Institutions, funding bodies, and national research organizations are pushing for more data sharing and FAIR data. Institutions typically implement data policies, frequently supported by an institutional data repository. Funders
typically mandate data sharing. So where does this leave the researcher? How can researchers benefit from doing the additional work to share their data?
In order to make sure that researchers and institutions get credit for sharing their data, the data needs to be tracked and attributed first. In this paper we investigated where the research data ended up for 11 research institutions, and how this data is currently tracked and attributed. Furthermore, we also analysed the gap between the research data that is currently in institutional repositories, and where their researchers truly share their data.
We found that 10 out of 11 institutions have most of their public research data hosted outside of their own institution. Combined, they have 12% of their institutional research data published in the institutional data repositories. According to our data, the typical institution had 5% of their research data (median) published in the institutional repository, but there were 4 universities for which it was 10% or higher.
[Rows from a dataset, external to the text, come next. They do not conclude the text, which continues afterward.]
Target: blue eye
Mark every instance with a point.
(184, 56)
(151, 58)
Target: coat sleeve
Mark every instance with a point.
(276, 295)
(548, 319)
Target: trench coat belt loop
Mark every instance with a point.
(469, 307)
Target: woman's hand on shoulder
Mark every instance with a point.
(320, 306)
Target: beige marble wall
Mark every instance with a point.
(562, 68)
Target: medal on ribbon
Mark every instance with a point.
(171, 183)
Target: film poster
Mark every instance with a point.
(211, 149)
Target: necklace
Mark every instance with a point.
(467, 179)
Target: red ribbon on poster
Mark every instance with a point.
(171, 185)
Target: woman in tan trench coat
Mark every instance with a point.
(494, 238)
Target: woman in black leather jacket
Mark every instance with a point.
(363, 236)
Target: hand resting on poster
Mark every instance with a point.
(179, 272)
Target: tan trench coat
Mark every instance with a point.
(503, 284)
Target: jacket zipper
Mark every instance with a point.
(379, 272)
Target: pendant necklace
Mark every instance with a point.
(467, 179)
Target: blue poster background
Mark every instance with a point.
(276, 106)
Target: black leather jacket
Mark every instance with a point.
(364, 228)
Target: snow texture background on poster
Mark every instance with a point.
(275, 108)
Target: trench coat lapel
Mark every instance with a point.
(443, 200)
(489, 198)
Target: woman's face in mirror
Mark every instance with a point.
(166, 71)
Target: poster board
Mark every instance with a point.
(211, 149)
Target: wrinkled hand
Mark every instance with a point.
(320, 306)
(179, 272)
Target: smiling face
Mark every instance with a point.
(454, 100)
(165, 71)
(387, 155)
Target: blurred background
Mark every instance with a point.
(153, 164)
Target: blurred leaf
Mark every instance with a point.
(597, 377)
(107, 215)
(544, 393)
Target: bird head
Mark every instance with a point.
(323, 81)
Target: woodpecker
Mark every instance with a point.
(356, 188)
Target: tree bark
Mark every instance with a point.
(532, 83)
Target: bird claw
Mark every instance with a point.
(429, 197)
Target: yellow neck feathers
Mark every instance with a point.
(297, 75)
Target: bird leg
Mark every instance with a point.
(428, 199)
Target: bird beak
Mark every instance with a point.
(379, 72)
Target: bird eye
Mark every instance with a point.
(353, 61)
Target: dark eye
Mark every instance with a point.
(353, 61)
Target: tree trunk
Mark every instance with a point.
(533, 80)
By combining existing data-to-article graphs with existing article-to- researcher and article-to-institution graphs it becomes possible to increase tracking of public research data and therefore the visibility of researchers sharing their data typically by 17x. The tracking algorithm that was used to perform analysis and report on potential improvements has subsequently been implemented as a standard method in the Mendeley Data Monitor product. The improvement is most likely an under-estimate because, while the recall for datasets in institutional repositories is 100%, that is not the case for datasets published outside the institutions, so there are even more datasets still to be discovered.